On the domestic front, the RBI has hinted that it has limited room to perk up the mood. So, it is pretty clear that the Government must move quickly to give a much-needed fillip to the economy. We expect another weak start owing to a worldwide depression in the market. There might be an intraday turnaround but don't get trapped in it as the bias remains negative for now.
The Indian markets confirmed a trend reversal with a formation of 'bearish engulfing line' on candlestick. The Nifty closed near the lowest point of the day. This has reinforced a negative for our market with immediate support seen at ~4925 levels.
Daily Commodity News Bulletin
The BSE Sensex and NSE Nifty started of trade marginally lower on Wednesday following weak European cues. The Indian rupee too fell 0.5% in early trade to 53.54 a dollar.
Precious metals like gold and silver are trending down in early morning trade on Wednesday at the Multi Commodity Exchange of India (MCX) on increasing indications that Greece may pull down the Eurozone into a deep crisis.

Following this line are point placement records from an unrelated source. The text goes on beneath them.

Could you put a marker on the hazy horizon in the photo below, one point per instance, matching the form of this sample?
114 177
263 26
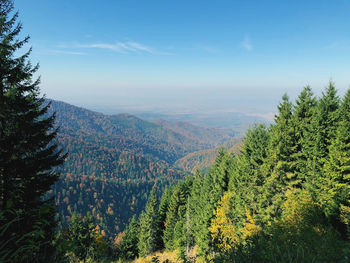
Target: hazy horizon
186 56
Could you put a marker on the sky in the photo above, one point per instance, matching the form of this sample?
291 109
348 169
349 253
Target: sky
186 54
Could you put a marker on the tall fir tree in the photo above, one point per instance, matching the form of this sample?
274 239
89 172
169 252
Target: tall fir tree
335 182
214 186
28 148
149 227
176 216
324 127
162 212
303 114
279 166
128 246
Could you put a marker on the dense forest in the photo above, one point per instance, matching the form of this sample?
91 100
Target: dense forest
283 198
114 161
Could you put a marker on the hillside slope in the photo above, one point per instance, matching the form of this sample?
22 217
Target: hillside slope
115 160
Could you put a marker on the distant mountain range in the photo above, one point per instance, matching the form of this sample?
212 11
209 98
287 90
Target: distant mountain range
115 160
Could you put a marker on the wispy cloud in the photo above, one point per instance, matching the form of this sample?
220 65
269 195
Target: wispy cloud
61 52
207 48
247 43
120 47
339 46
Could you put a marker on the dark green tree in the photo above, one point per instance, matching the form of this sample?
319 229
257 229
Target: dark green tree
128 246
78 238
162 212
214 186
279 167
303 114
335 182
28 149
149 227
324 127
174 236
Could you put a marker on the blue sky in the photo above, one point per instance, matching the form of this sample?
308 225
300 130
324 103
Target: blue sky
197 53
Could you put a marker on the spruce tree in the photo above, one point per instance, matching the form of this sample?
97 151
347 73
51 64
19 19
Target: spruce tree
279 167
214 186
28 149
162 212
324 128
335 182
149 227
128 246
303 114
176 216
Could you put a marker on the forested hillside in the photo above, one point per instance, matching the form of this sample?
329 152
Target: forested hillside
284 198
115 160
202 160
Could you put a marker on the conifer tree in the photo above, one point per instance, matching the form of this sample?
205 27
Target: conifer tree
176 216
335 183
214 186
324 128
162 212
128 246
280 165
149 226
303 114
28 149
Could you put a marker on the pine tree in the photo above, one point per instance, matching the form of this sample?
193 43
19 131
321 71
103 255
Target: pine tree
214 186
335 182
279 167
128 246
324 128
149 227
81 236
174 235
303 114
28 149
162 211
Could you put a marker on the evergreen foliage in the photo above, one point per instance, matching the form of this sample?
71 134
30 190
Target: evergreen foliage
128 247
284 198
149 227
28 149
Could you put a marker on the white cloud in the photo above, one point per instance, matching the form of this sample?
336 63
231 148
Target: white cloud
121 47
247 44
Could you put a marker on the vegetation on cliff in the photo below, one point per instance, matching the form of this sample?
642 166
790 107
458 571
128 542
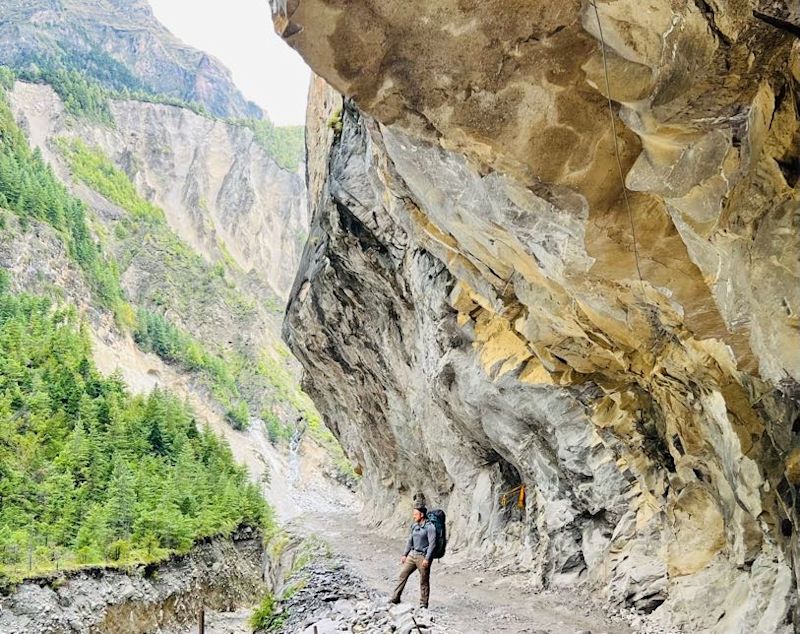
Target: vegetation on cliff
91 473
29 188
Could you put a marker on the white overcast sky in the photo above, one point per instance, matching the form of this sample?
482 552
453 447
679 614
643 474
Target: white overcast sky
240 34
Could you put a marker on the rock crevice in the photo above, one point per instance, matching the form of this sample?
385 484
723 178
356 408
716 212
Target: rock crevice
468 309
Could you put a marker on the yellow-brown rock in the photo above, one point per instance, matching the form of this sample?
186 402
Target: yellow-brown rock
477 313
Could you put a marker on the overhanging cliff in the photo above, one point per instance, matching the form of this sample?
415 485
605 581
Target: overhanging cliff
469 308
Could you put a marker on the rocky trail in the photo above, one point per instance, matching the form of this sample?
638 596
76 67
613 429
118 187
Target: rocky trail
347 589
467 596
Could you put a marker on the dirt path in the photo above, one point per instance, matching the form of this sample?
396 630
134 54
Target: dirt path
466 598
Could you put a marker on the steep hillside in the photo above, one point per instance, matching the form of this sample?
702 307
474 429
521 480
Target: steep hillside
121 45
210 315
486 315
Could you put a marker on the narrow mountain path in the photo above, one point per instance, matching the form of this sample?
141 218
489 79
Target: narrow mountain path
464 597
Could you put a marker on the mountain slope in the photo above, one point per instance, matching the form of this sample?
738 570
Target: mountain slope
121 45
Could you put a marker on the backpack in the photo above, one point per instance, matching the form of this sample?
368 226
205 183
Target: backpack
437 518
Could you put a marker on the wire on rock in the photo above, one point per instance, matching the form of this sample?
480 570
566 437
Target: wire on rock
616 142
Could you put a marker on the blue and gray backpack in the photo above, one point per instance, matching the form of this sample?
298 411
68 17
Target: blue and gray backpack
437 518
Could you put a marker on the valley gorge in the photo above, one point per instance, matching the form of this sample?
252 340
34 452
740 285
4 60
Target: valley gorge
537 262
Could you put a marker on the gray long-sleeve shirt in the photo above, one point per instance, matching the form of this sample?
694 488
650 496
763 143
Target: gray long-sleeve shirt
422 539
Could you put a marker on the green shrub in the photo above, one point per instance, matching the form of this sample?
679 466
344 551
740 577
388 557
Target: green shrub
106 475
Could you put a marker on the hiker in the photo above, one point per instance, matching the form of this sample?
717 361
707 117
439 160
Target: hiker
418 556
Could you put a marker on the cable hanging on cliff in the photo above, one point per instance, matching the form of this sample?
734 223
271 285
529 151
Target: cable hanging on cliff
616 143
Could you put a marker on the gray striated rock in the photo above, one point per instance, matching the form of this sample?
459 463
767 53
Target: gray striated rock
468 308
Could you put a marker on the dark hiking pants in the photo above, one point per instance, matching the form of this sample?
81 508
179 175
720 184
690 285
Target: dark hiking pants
414 562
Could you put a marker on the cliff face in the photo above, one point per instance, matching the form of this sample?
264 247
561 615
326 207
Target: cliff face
120 42
474 312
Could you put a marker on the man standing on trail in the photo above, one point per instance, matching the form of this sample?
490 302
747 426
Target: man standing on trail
418 556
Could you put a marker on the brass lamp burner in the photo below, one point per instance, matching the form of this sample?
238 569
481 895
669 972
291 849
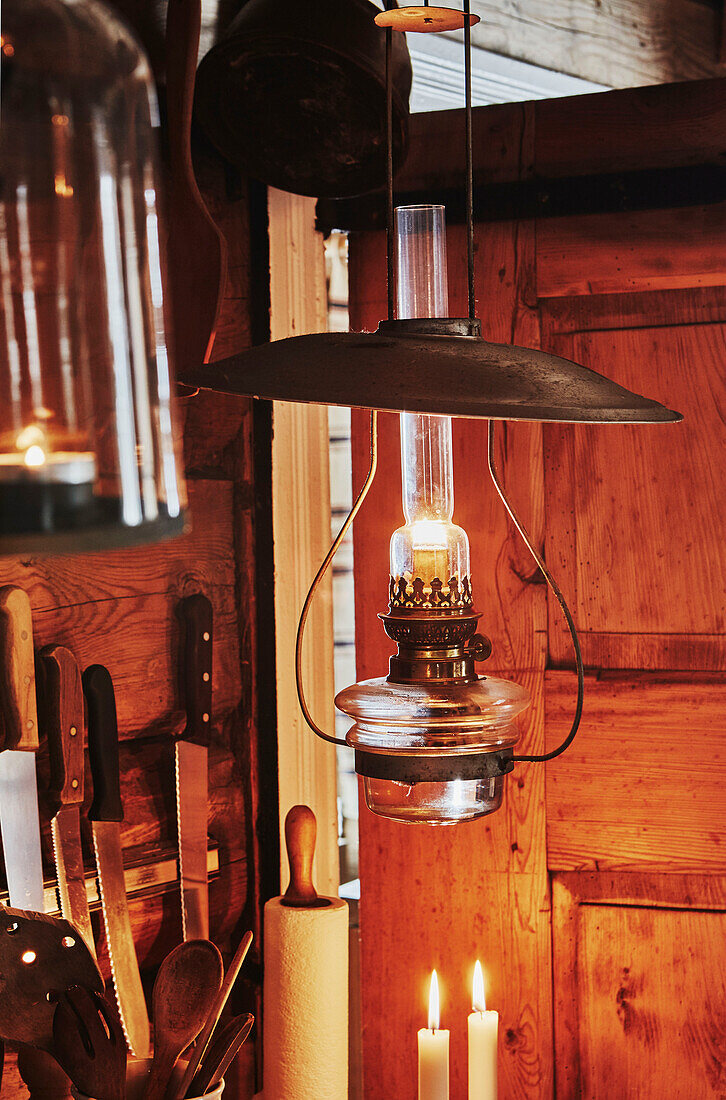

The increasing industrial use of silver will help the metal outperform gold when it comes to precious metal investments, as the supply/demand fundamentals point to a continued scarcity of silver and ensure a shortage of supply in future which will end in the higher silver bullion prices, says the recent article in financial site Penny Stocks Detectives.
The London Metal Exchange (LME) has in an update said that it has received a number of acquisition proposals which are now being examined by the Board of LME.
Saudi Arabia, one of the world's leading oil producer, is ready to increase its oil output if its customers request so, the country's oil minister Ali Naimi stated.